4 comments on “When men are battered

    • Most people *don’t* think men can be abused. It’s almost like they think the man should just be able to toss her against a wall and show her who’s boss… which is clearly wrong. They also forget about violence perpetrated in sane sex relationships. However, these men clearly had the awareness to state that it was wrong and took note of his emotional state. And they proceeded to have a debate of sorts amongst themselves. And who knows if they were speaking loud enough for others to hear. The fact it took them by surprise should be an excuse for the choices they made.

      Just as people tend to forget that men can be victims, I tend to forget that not everyone lives in “Amy-land,” so I can’t or shouldn’t expect people to react the same way I do. 🙂 I’m still working on that one.

      • oh girl, we all do that. everyone tends to get upset when someone doesn’t react the same way they do, especially when they are passionate about something 😉
        I think maybe those men just felt out of place hearing that happen to another man. Maybe they were “brainstorming” because it was so new and awkward for them to experience. I mean let’s face it, if it was happening to a woman and they stepped in, they would look like “heroes”. But when it’s happening to a man, and he is already being emasculated, especially in public, how would it make them and him look if they stepped in.
        i’m not saying it’s right, but I think that was their angle…
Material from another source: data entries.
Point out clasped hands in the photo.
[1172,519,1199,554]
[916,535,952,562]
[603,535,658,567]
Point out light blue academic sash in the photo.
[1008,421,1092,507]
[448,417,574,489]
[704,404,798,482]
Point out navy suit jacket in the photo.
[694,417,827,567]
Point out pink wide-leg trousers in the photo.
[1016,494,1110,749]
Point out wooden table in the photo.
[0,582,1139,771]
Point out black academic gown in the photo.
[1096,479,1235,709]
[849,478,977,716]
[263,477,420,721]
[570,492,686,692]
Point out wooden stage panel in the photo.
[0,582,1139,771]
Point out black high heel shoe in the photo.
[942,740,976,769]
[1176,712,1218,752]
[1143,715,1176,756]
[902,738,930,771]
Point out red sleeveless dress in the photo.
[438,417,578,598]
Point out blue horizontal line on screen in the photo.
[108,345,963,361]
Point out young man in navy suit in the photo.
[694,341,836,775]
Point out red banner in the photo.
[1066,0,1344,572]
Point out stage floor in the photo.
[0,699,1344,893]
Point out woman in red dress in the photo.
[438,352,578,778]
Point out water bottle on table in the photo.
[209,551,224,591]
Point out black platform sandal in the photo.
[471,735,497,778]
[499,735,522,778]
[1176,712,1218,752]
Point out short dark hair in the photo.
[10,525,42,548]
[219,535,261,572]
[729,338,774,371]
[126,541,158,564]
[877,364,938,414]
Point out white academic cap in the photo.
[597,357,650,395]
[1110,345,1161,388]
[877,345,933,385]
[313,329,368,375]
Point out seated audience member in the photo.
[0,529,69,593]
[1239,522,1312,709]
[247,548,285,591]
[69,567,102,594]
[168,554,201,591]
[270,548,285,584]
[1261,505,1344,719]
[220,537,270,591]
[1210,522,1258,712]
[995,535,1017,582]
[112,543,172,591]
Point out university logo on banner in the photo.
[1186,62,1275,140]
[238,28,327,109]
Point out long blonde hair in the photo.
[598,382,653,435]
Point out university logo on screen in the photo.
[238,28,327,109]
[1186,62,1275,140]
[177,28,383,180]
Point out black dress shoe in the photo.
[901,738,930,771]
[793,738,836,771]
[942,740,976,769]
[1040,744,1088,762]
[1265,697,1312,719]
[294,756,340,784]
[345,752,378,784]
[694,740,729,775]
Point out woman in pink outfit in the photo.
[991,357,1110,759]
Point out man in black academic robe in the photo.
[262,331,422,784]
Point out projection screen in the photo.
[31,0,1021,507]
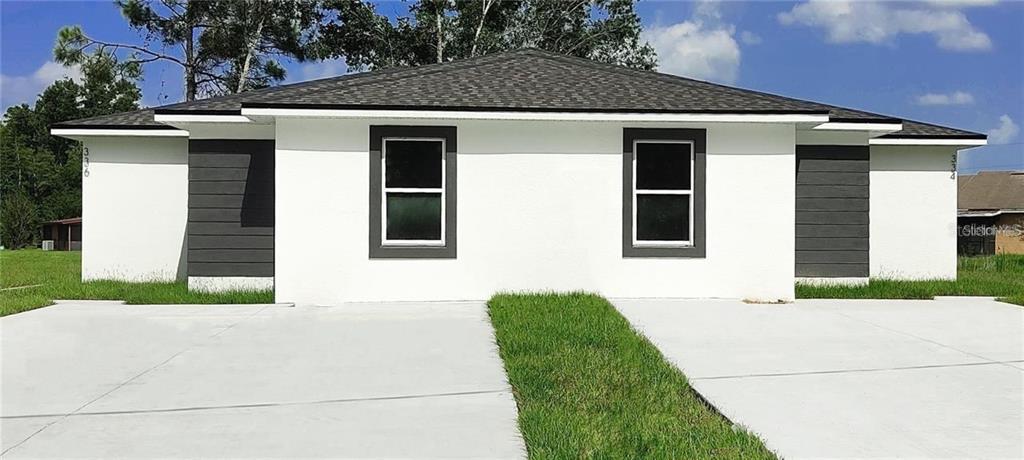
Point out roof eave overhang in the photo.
[234,103,828,124]
[867,135,988,148]
[50,125,188,140]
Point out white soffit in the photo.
[235,108,828,123]
[867,137,988,147]
[50,128,188,138]
[813,122,903,132]
[153,114,253,123]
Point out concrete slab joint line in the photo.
[2,302,266,455]
[0,301,525,459]
[614,298,1024,458]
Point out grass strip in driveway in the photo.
[797,254,1024,305]
[487,293,775,458]
[0,249,273,317]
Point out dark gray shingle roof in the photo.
[956,171,1024,210]
[54,49,975,135]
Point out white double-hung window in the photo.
[632,139,695,247]
[380,137,445,246]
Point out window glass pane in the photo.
[636,142,690,191]
[386,193,441,241]
[384,140,441,189]
[637,195,690,241]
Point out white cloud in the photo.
[918,91,974,106]
[643,1,740,83]
[927,0,999,8]
[988,115,1021,143]
[739,31,763,45]
[778,0,992,51]
[288,58,348,83]
[0,60,82,111]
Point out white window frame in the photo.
[380,137,447,247]
[632,139,696,248]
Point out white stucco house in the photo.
[52,50,985,304]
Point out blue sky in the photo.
[0,0,1024,173]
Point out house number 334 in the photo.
[82,147,89,177]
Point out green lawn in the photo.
[0,249,273,317]
[797,254,1024,305]
[488,293,775,459]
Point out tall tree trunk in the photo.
[469,0,497,57]
[434,8,444,64]
[185,25,198,101]
[234,14,264,92]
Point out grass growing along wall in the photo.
[0,249,273,317]
[487,293,775,459]
[797,254,1024,305]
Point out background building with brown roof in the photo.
[956,171,1024,255]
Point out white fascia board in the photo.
[867,137,988,147]
[956,210,1002,217]
[813,122,903,132]
[153,114,253,123]
[242,108,828,123]
[50,128,188,138]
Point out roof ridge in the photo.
[240,48,528,102]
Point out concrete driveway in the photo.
[0,302,524,458]
[613,298,1024,458]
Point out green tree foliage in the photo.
[0,53,141,247]
[0,192,39,249]
[312,0,656,70]
[53,0,321,100]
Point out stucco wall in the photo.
[82,137,188,281]
[870,145,956,280]
[274,119,795,304]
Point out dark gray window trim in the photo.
[370,126,459,259]
[623,128,708,258]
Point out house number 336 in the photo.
[82,147,89,177]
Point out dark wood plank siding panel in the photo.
[796,145,870,278]
[188,139,274,277]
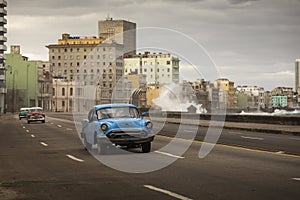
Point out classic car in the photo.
[27,107,46,124]
[19,108,30,120]
[81,104,154,154]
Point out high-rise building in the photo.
[0,0,7,114]
[47,34,123,111]
[98,17,136,54]
[5,45,52,112]
[295,59,300,92]
[124,52,180,85]
[214,78,236,109]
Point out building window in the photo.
[61,88,66,96]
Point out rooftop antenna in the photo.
[106,13,112,20]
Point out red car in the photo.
[27,107,46,124]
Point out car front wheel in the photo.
[84,137,92,150]
[142,142,151,153]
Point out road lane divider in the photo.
[241,136,264,140]
[154,151,184,159]
[144,185,192,200]
[66,154,84,162]
[40,142,48,147]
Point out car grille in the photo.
[107,130,147,139]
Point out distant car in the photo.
[27,107,46,124]
[19,108,30,120]
[81,104,154,154]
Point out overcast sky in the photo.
[7,0,300,90]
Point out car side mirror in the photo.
[141,112,147,119]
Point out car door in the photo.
[86,109,97,144]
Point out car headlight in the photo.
[101,124,107,131]
[146,122,153,129]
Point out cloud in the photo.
[228,0,259,4]
[7,0,300,90]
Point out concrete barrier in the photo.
[151,112,300,125]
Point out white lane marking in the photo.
[289,137,300,140]
[144,185,192,200]
[228,131,241,135]
[154,151,184,159]
[66,154,84,162]
[241,136,264,140]
[40,142,48,147]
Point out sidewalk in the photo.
[152,118,300,136]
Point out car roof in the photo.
[94,103,136,110]
[20,108,30,110]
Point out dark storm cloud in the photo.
[7,0,300,89]
[228,0,259,4]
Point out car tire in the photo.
[84,137,92,150]
[97,143,108,155]
[142,142,151,153]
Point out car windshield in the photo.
[30,108,42,112]
[97,107,139,119]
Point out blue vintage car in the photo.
[81,104,154,154]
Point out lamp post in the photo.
[10,70,18,113]
[26,64,30,107]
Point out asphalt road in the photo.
[0,116,300,200]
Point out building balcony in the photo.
[0,26,7,33]
[0,0,7,7]
[0,7,7,15]
[0,17,7,24]
[0,44,7,51]
[0,35,7,42]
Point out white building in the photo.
[236,86,265,108]
[124,52,180,84]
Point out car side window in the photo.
[88,109,94,122]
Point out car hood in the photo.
[101,118,147,129]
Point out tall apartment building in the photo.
[47,34,123,111]
[124,52,180,85]
[236,86,266,109]
[295,59,300,93]
[5,45,52,112]
[98,17,136,54]
[214,78,236,109]
[0,0,7,115]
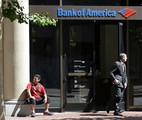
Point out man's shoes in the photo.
[31,112,35,117]
[106,106,109,113]
[114,112,122,116]
[43,111,53,115]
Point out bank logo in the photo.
[118,8,136,19]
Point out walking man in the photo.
[106,53,128,116]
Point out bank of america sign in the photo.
[57,8,136,19]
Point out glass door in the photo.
[63,21,94,111]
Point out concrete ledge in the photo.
[4,101,31,116]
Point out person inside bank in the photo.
[106,53,128,116]
[26,74,53,117]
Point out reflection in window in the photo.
[129,0,142,6]
[129,21,142,106]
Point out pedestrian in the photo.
[26,74,53,117]
[106,53,128,116]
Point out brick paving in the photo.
[6,111,142,120]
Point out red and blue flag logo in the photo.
[118,8,136,19]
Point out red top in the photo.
[27,82,46,98]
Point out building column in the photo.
[3,0,30,116]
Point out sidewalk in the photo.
[6,111,142,120]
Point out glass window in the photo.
[30,25,60,107]
[129,0,142,6]
[63,0,126,6]
[29,0,60,5]
[128,21,142,106]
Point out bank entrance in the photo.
[63,21,125,111]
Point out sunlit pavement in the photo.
[6,111,142,120]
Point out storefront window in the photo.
[63,0,126,6]
[30,25,60,107]
[129,0,142,6]
[29,0,60,5]
[128,21,142,106]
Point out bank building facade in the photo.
[1,0,142,116]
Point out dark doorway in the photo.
[63,21,123,111]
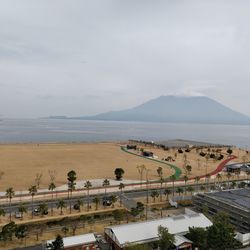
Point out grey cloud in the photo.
[0,0,250,117]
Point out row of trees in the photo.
[126,213,240,250]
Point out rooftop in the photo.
[47,233,96,247]
[105,213,212,246]
[207,188,250,211]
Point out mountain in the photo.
[63,96,250,124]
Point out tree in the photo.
[156,167,163,178]
[5,187,15,221]
[0,221,17,242]
[170,174,176,197]
[49,182,56,215]
[15,225,28,242]
[159,177,164,201]
[67,170,77,213]
[47,235,64,250]
[0,207,5,222]
[137,165,146,188]
[35,173,43,189]
[76,199,83,212]
[39,202,48,217]
[102,179,110,207]
[18,204,27,219]
[216,174,222,188]
[93,196,101,210]
[29,185,37,219]
[62,226,69,237]
[227,172,232,189]
[207,213,236,250]
[186,227,208,250]
[200,185,206,192]
[114,168,125,181]
[194,176,200,192]
[183,175,188,195]
[227,148,233,155]
[187,186,194,195]
[151,190,159,203]
[57,200,66,215]
[112,209,125,224]
[84,181,92,211]
[158,226,175,250]
[130,201,145,217]
[119,183,125,207]
[176,187,184,196]
[164,188,171,200]
[206,174,211,190]
[185,165,192,175]
[110,194,117,207]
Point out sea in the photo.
[0,119,250,147]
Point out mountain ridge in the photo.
[48,95,250,125]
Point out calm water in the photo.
[0,119,250,148]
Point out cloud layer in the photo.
[0,0,250,117]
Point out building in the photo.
[104,209,212,250]
[47,233,97,250]
[193,188,250,233]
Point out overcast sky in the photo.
[0,0,250,117]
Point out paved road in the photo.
[1,180,248,213]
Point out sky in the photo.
[0,0,250,118]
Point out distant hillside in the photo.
[52,96,250,124]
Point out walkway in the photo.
[121,146,182,180]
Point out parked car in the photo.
[33,208,40,215]
[15,211,23,219]
[73,204,80,210]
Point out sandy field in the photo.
[0,143,247,191]
[0,143,174,191]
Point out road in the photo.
[1,180,246,213]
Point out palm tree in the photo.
[6,187,15,221]
[235,171,240,182]
[216,174,222,185]
[76,199,83,212]
[227,172,232,189]
[119,182,125,207]
[84,181,92,211]
[170,174,176,197]
[18,204,27,219]
[176,187,184,196]
[29,185,37,219]
[49,182,56,215]
[110,194,117,207]
[102,179,110,208]
[57,200,66,215]
[151,190,159,203]
[67,170,76,213]
[200,185,206,192]
[39,202,48,217]
[137,165,146,188]
[194,176,200,192]
[93,196,101,210]
[164,188,171,200]
[183,175,188,195]
[206,174,211,190]
[187,186,194,195]
[160,176,164,201]
[0,207,5,222]
[185,165,192,175]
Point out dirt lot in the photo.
[0,143,174,191]
[0,143,249,191]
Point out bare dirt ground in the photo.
[0,143,250,191]
[0,143,174,191]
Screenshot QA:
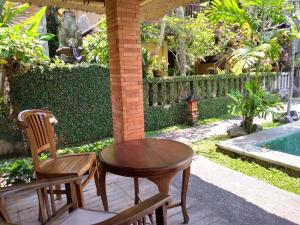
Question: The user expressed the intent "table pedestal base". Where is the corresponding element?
[99,166,191,224]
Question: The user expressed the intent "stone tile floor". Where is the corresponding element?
[6,156,300,225]
[6,102,300,225]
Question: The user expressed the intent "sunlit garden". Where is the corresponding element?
[0,0,300,225]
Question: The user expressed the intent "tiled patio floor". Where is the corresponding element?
[6,157,300,225]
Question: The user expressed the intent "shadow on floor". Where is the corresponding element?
[169,171,296,225]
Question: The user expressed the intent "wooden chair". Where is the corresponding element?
[18,109,100,207]
[0,177,169,225]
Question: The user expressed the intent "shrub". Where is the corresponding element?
[11,64,112,146]
[0,158,34,185]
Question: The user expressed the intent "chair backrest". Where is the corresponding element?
[0,177,81,225]
[18,109,57,171]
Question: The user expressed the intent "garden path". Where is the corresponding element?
[154,99,300,145]
[6,101,300,225]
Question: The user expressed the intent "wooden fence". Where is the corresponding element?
[144,73,280,106]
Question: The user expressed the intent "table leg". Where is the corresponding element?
[133,177,140,204]
[0,198,11,223]
[99,165,109,212]
[148,173,176,195]
[181,167,191,224]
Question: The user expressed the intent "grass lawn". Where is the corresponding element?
[193,130,300,195]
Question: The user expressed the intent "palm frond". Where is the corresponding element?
[206,0,249,25]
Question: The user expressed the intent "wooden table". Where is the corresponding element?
[99,139,193,223]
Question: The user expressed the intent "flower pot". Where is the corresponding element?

  1. A strong reminder that abusers come in all forms…and genders. I thought Mr. Johnson presented a thought provoking and eye-opening view of both the victim and potential assisters. When I read about the discussion the three gentlemen had at the table, I appreciated their frustration and confusion. I got the sense that their discussion of why the abused man would allow the abuse to happen was not a way of accusing him (although that was certainly possible; Mr. Johnson didn’t explain the rationale behind their conversation, so this is purely conjecture) but rather a means of understanding the mental state of the abused in order to best assist. As mentioned, an abused man may not simply brush off help by passively saying “it’s alright, we’re just talking.” He might physically rise to the challenge of ‘protecting his manhood’ since those trying to assist now present socially acceptable targets for his frustration, especially if those assisting are male. After all, who would fault such a person for ‘protecting his woman,’ especially if other onlookers did not hear the full conversation?

    None of the above excuses inaction, but it does highlight the unique challenges facing male victims of domestic abuse and those who would assist them. Perhaps more than female victims, it’s likely male abuse sufferers perceive assistance as a challenge rather than an aid, making it even more dicey for those who want to help. Thankfully, Mr. Johnson’s friend offered support with the simple phrase, “Be strong, brother.” Perhaps that was the best help to offer in the moment. Could they have done more without inflicting further damage on an already fragile ego, thus further eroding the victim’s self worth? I’d love to hear more from others on that point.